# Where to get #5 hardware cloth?



## B. Haning (Sep 14, 2007)

Where can I get # 5 hardware cloth for queen excluders? I have seen rolls of it on Walter T. Kelley's website, but I don't need $300.00 worth of it. Does anyone know where to buy smaller quantities of it?


----------



## Swobee (May 18, 2007)

I know Brushy Mountain sells it by the foot. I bet other suppliers like maybe Mann Lake also sell it by the foot.


----------



## joekurm (Sep 23, 2007)

I haven't really looked for #5 but you might check places that sell farm supplies. Maybe Tractor Supply, Ace HArdware, or True Value if there are any of those around. #5 should mean that there are 5 holes pre inch. When I looked for #8 for bottom boards locally I found #8 36" wide for as much as $4.50 per foot. I got #8 by 24" wide for $1.50 per foot. When you don't need it you will find it.


----------



## tecumseh (Apr 26, 2005)

betterbee# use to carry (and sell) smaller (10 foot I think?) rolls of the various sizes of wire. I don't suspect you will have much luck in locating the odd spacing (5 or 6) of hardware wire locally. 

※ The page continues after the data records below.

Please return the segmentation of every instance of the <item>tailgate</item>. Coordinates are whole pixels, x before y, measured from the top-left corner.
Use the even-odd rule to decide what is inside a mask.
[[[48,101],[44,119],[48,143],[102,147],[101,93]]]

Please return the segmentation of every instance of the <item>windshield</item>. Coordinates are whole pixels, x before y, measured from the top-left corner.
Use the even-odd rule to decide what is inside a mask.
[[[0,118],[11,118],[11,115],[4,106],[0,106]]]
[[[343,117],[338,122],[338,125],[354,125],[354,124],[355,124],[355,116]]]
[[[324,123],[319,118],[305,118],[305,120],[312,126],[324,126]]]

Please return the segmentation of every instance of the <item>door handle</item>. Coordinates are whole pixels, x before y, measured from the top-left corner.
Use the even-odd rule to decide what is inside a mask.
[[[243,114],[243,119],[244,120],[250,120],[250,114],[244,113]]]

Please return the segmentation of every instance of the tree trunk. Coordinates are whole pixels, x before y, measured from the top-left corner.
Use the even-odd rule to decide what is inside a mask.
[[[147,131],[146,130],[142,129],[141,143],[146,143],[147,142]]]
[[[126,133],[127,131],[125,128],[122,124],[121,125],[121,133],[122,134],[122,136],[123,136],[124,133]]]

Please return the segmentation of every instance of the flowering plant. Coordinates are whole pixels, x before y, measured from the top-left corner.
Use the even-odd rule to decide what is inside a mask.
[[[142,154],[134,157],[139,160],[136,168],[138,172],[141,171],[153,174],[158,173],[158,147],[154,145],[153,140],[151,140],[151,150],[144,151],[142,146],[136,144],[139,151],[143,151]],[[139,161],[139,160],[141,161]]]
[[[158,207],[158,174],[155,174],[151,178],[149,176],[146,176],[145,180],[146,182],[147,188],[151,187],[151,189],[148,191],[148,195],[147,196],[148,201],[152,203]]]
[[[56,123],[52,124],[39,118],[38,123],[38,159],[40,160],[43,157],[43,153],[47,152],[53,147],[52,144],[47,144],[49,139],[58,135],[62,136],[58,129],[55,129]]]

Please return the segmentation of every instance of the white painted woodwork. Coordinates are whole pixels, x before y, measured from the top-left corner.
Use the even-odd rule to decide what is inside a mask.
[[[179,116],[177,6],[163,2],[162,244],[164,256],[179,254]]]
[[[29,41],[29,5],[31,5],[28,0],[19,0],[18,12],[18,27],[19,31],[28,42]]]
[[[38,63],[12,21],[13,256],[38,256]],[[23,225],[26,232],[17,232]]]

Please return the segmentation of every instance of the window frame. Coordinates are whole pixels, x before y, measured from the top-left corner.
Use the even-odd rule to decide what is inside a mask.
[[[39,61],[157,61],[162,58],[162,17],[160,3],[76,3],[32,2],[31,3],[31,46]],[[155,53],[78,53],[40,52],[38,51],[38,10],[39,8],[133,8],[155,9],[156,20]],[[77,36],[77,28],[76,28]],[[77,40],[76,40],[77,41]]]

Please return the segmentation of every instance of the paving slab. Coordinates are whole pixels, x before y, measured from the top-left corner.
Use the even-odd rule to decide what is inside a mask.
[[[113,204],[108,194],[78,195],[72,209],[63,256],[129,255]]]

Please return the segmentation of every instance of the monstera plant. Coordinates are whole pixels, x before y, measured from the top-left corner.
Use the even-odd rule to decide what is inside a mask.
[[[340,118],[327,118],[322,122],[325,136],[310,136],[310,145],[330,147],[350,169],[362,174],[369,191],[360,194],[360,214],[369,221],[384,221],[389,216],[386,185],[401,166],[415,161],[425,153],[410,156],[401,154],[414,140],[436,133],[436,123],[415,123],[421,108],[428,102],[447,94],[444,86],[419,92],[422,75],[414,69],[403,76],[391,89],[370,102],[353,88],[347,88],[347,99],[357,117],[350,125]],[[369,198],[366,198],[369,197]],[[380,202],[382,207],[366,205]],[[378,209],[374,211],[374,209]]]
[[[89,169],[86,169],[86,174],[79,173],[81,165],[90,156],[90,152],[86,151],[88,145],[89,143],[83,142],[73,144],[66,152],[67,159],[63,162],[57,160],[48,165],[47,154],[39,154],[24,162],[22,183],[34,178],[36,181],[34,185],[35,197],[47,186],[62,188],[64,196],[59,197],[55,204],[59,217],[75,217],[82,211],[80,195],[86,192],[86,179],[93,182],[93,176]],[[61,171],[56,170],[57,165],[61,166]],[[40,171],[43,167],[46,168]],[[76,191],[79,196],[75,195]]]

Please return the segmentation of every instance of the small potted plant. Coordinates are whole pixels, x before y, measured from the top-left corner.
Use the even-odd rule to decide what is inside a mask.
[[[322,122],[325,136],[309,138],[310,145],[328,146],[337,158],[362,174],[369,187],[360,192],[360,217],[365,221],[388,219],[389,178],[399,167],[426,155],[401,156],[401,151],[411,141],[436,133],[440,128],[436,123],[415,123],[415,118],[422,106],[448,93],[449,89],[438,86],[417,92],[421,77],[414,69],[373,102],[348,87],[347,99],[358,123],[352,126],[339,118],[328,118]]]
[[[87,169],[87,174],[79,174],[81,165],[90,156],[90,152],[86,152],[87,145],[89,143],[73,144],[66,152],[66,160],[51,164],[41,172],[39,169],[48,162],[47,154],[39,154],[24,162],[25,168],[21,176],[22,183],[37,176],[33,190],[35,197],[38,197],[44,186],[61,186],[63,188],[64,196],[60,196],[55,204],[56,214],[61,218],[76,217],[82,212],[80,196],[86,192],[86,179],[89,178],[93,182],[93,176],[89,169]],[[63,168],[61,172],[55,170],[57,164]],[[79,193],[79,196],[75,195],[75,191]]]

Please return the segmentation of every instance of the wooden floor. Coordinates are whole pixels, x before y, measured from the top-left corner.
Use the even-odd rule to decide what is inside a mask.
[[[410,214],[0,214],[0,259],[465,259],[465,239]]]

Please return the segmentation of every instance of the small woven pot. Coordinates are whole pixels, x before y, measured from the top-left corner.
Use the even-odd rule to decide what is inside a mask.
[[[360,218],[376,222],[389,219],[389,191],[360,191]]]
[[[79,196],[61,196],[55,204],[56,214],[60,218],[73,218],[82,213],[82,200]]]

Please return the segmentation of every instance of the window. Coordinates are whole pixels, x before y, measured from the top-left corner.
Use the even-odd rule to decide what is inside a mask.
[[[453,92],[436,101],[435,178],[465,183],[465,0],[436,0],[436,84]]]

trying to substitute other spacing (say an 8 where you need a 6) will only lead to problems (at least that is my experience).

a 'possible' alternative for no5 is the thin punched metal used in return air grates (quite common in commercial space and the grates are essentially 2'X2').

*at one time I played around with constructing pollen traps myself with some degree of success (and more than one or two failures along the way) a couple of years ago I noted betterbee had there inexpensive plastic pollen traps on sale (I think they were about $12 at the time) and I purchased a few of those and they have worked out very well.


----------



## BjornBee (Feb 7, 2003)

I can find about every size ever needed at the local Ace hardware store. And unlike some other places, if they don't have it, they are more than willing to order it.


----------



## Sundance (Sep 9, 2004)

As others have said...... local hardware chains have
amazing resources. True Value, TSC, Macs, etc.
You have to ask.....


----------



## B. Haning (Sep 14, 2007)

Thanks for the advice. I check with the hardware store and see if they can order it.


----------



## honeyman46408 (Feb 14, 2003)

*#5 wire*

I bought #7 wire @ "Lapps" this spring and they had #5 in stock sold by the foot 3ft wide.

800-321-1960


----------



## NashBeek (Feb 15, 2008)

*#5 Hardware Cloth*

Brushy Mtn. has it for $102.00 for a 100 ft. roll or $1.85 per foot.


----------



## bluegrass (Aug 30, 2006)

It is getting harder and harder to find. None of the franchised hardware stores in this area will order it for anybody anymore. We have one non-franchised store that orders from Distribution America that will order it, but you have to buy a whole roll.


----------



## Ross (Apr 30, 2003)

McMaster Carr handles just about every spacing imagineable.


----------